China asks for its workers' rights to be safeguarded

China has asked Singapore to safeguard the rights and interests of Chinese workers according to local laws, the China News Service (CNS) reported.

The news agency said the Chinese Embassy in Singapore, in response to a question, disclosed that it had contacted the Ministry of Manpower in connection with a strike by more than 100 Chinese SMRT bus drivers.

The Singapore Government on Tuesday classified the strike as illegal.

CNS said the embassy was monitoring the situation closely, and had sent officials to take part in mediation.

The labour dispute has sparked outrage in China, with many people supporting the drivers.

Since news of the drivers' action broke on Monday, the two biggest microblogging sites - Sina and Tencent Weibo - have attracted more than 1,000 comments.

Many criticised SMRT for treating the bus drivers unfairly and paying them too little.

Sina Weibo user Xu Zhixin wrote: "It is normal to have pay differences between Singaporean and foreign workers, who require lodging from the company.

"But the SMRT management lacks the human touch. How can it deduct the drivers' wages when they take medical leave?"

Tencent Weibo user Xu Liqiang said: "We have to seek justice for the Chinese drivers. Why should they be deemed inferior to other foreigners?"

Others were peeved by Singaporeans who said the bus drivers should return home if they were unhappy working in Singapore.

"Troublesome Singaporeans should also 'scram' out of China!" anonymous user Chinese Revival Forever posted on the popular Tianya forum.

Another, citing the recent launch of China's first aircraft carrier Liaoning, said: "That is why we need to build more aircraft carriers and send them to Singapore's doorsteps.
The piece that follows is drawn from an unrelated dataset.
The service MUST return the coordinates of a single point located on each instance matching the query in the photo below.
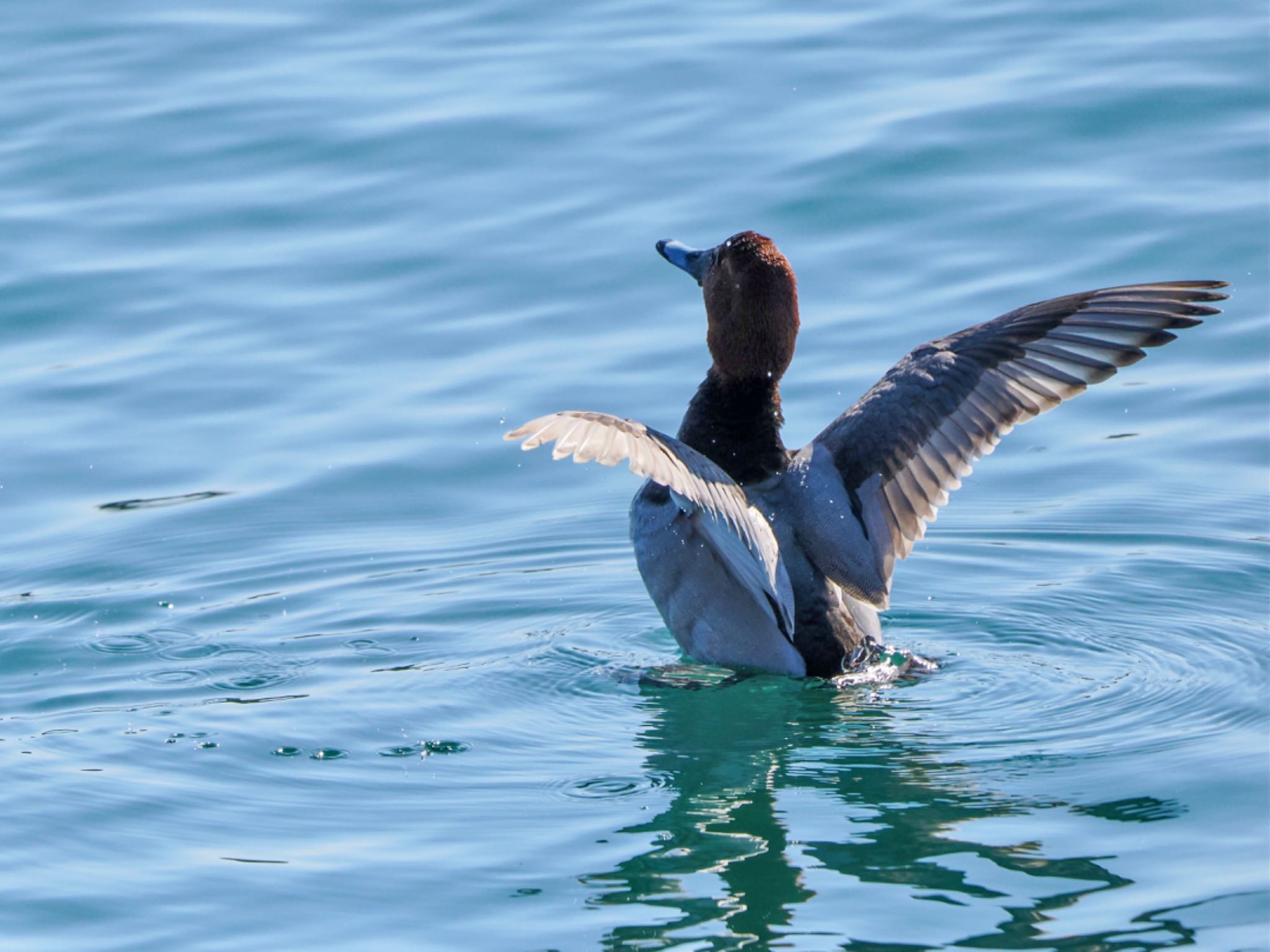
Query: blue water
(386, 682)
"We shall see if they would still dare not to raise the wages."

Some blamed the Chinese government for not creating enough good jobs.

"Poverty allows others to look down on you," wrote Tianya user Apple Iphone 000. "If large numbers of Singaporeans have to come and work in China, we Chinese would be the proud ones."

Despite the online noise, China's media stayed mostly silent about the driver dispute in Singapore.

Only three other news reports appeared on Tuesday - from the official Xinhua news agency, Hong Kong-based Phoenix TV and China Radio International.